Le XXI e siècle peut et doit être l’«  âge d’or  » du service public par Anicet le Pors
Source humanité fr
Mis en ligne le 9 septembre 2013
Une tribune de l’ancien ministre de la fonction publique et des réformes administratives. Dans la crise qui se développe depuis 2008, chacun s’est plu à reconnaître le rôle d’« amortisseur social » du service public en France. Cet atout est le produit d’une conception forgée au cours de l’histoire. La conception française du service public découle de celle de l’intérêt général qui n’est pas, en France, la somme des intérêts particuliers, mais une catégorie éminente, définie par le pouvoir politique à la suite d’un débat démocratique, contradictoire. Le service public en est la traduction sociale.

Dès la fin du XIXe siècle, une école française du service public en a approfondi théoriquement la notion. On dit qu’il y a service public quand trois conditions sont réunies  : une mission d’intérêt général, une personne morale de droit public pour l’accomplir, un droit et un juge administratifs.

Dans son principe, le service public doit être financé par l’impôt et non par les prix. Cette conception a rencontré un grand succès dans notre pays  ; le service public s’est étendu, mais en même temps il est devenu plus hétérogène (régie, concession, délégation de service public…). Le contrat a disputé le champ du service public à la loi. La notion de service public est ainsi devenue plus complexe, mais ses principes de fonctionnement n’ont cessé d’être réaffirmés  : égalité, continuité, adaptabilité.

Cette conception et cette évolution expliquent que les salariés du service public représentent, en France, 25 % de la population active. La majorité est composée de fonctionnaires régis par un statut législatif dont on marque cette année le 30e anniversaire.

Cette conception est largement ignorée au sein de l’Union européenne. Les mots «  service public  » ne sont mentionnés qu’une seule fois dans les traités sur l’Union européenne et le fonctionnement de l’Union (article 93). Celle-ci, dans le protocole nº 26 qui lui est annexé, distingue, au sein de services d’intérêt général (SIG), les services d’intérêt économique général (Sieg) et les services non économiques d’intérêt général (Sneig), mais qui répondent à la même logique, celle d’une marginalisation de l’intérêt général et du service public face au principe de concurrence.

Ainsi l’article 106 du traité sur le fonctionnement de l’Union européenne, relatif aux entreprises chargées de la gestion de Sieg, les assujettit aux règles de la concurrence en ne formulant qu’une réserve de portée limitée, «  dans les limites où l’application de ces règles ne fait pas échec à l’accomplissement en droit ou en fait de la mission particulière qui leur a été impartie  ».
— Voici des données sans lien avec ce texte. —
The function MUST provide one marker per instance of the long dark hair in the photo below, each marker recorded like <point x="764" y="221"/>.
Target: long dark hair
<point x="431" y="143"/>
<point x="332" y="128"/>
Toutefois, la place des SIG a pu être quelque peu élargie au cours des dernières années sous la pression de la nécessité sociale et des actions menées en faveur des services publics. Plusieurs arrêts de la Cour de justice de l’Union européenne en témoignent comme certaines dispositions du traité. Ils constituent autant de points d’appui pour promouvoir le concept de service public. La conception restrictive de la notion de service public par l’Union a joué un grand rôle dans le rejet par la France, par le référendum du 29 mai 2005, du traité constitutionnel européen.

Si, au niveau microéconomique, une mission de service public peut être assumée par une entreprise ou un organisme mixte ou privé, cela n’est pas concevable au niveau de la société tout entière.

La propriété publique est indispensable pour trois raisons. Politique, car «  là où est la propriété, là est le pouvoir  ». Économique, parce que c’est le principal moyen pour conduire une politique industrielle volontariste au service d’une «  économie des besoins  ». Sociale, pour garantir une sécurité sociale professionnelle effective.

Il faut donc remettre sur le chantier la question de la propriété publique dans le cadre d’une vaste appropriation sociale. Ce qui implique des nationalisations, mais aussi une action au niveau mondial pour faire progresser les notions de service public et de propriété publique. Le droit européen n’y fait d’ailleurs pas obstacle  : l’article 345 du traité dispose que «  les traités ne préjugent en rien le régime de la propriété dans les États membres  ». Face aux besoins grandissants dans le monde de coopérations, de solidarités, le XXIe siècle peut et doit être l’«  âge d’or  » du service public.